Ich geh dann immer noch eine Runde um den Kindi rum und wenn ich ins Fenster schaue hockt er dann und lacht und spielt.

Von daher bin ich beruhigt.

Das ist ne Phase, die geht vorbei. Aber wenn du jetzt nach gibst, dann hast du halt in vier fünf Wochen (je nachdem wie lange die Pause dauern soll) wieder geheule. Ausserdem finden die Kinder so ja nie anschluss. Wie soll das also gehen.

Ich denke die Kids realisieren dann einfach in dem Moment, dass sie jetzt auf sich gestellt sind und das fällt am Anfang einfach schwer. Doch es hört auch wieder auf.

Liebe Grüsse Janette

Beitrag von silkew1976 08.09.08 - 14:38 Uhr

Von den ganzen Kindergartenbefürworten werde ich jetzt hier gesteinigt, aber......warum muß man ein Kind gegen seinen Willen in den Kiga schicken? Ich kann das nicht nachvollziehen. Die Kindheit ist so kurz, warum muß man früher als nötig ein MUSS in den Lebensalltag des Kindes bringen. Meine Geschwister und ich waren auch nicht im Kiga, es hat uns nicht geschadet, weder im Kontakt zu anderen Kindern noch was unsere Bildung angeht. Wir haben alle ein Gymnasium besucht und Abi gemacht und danach studiert oder eine Ausbildung!
Meine Kinder gehen auch nicht in den Kiga und ich bin froh darum. Gut ich habe das Glück nicht arbeiten gehen zu müssen, kann mich so also um die drei kümmern .

Erzieher, Eltern....alle sagen es muß schön im Kiga sein, verabschiedet eure Kinder schnell, lasst sie schreien,......wer hat denn mal die Kinder gefragt????? KEINER!!!!!!

Hör auf Dein Herz und auf Dein Gefühl und dann entscheide was für DEIN Kind wichtig ist!!!!!! KEINER kennt es so gut wie DU!!!!!!! Und lass Dir nichts anderes erzählen!

viele Grüße
Silke

Beitrag von gussymaus 08.09.08 - 20:41 Uhr

ich würde sagen, das ist DAS kiga problem.. die kleinen tun sich einfach schwer mit dem abschiednehmen. wenn die ertzieherin sagt sie beruhigt sich schnell würde ich das glauben... est ist tatsächlich meist so... in dem moment wo mam gehen will sind die kleinen tot-traurig und zwei minuten später spielen sie friedlcih und mittags wollen sie gar nicht recht mit heim - das ist übrigens das beste zeichen dass sie sich wohlfühlt!

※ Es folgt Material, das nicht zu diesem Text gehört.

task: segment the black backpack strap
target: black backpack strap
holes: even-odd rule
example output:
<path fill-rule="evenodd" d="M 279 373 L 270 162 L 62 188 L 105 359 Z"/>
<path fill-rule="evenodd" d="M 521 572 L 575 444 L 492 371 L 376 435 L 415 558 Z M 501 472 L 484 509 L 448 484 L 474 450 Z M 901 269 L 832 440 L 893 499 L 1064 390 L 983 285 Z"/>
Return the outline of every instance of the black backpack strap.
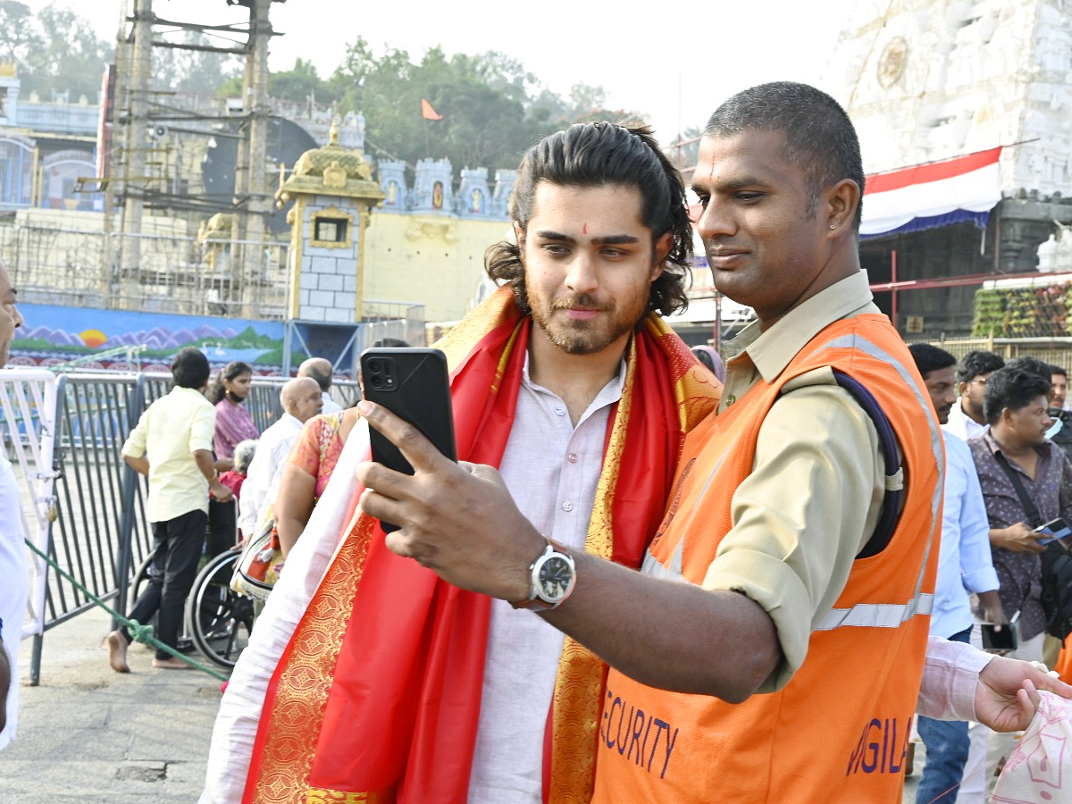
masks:
<path fill-rule="evenodd" d="M 1009 461 L 1000 452 L 995 452 L 994 458 L 997 460 L 998 465 L 1004 470 L 1004 473 L 1009 475 L 1009 479 L 1012 480 L 1012 486 L 1016 490 L 1016 496 L 1019 497 L 1019 504 L 1024 506 L 1024 513 L 1027 515 L 1027 521 L 1031 523 L 1031 527 L 1042 526 L 1042 516 L 1039 513 L 1039 508 L 1031 500 L 1031 495 L 1027 493 L 1027 489 L 1024 488 L 1024 481 L 1019 479 L 1019 475 L 1016 474 L 1016 470 L 1009 465 Z"/>
<path fill-rule="evenodd" d="M 882 447 L 883 472 L 885 474 L 885 496 L 882 497 L 882 510 L 879 513 L 878 522 L 875 524 L 875 532 L 857 554 L 858 559 L 866 559 L 877 555 L 885 549 L 893 538 L 893 532 L 897 530 L 897 522 L 900 520 L 902 501 L 905 495 L 904 474 L 900 470 L 900 461 L 897 450 L 897 436 L 894 435 L 893 426 L 885 413 L 867 388 L 857 379 L 837 369 L 832 369 L 834 379 L 847 390 L 852 399 L 857 401 L 875 425 L 878 433 L 878 442 Z"/>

wenn du jetzt zurückziehst und sie wieder mitnimmst nimmst du ihr diesen wervollen lerneffekt. klar es tut weh, aber dir mehr als ihr... glaubs mir! und da müssen mamas nunmal durch #liebdrueck auch wenns hart ist, deinem kind wird es nicht schaden wenn sie nicht den ganzen vormittag weint bis du wiederkommst hat sie kein großes problem und muss nur das abschied nehmen lernen.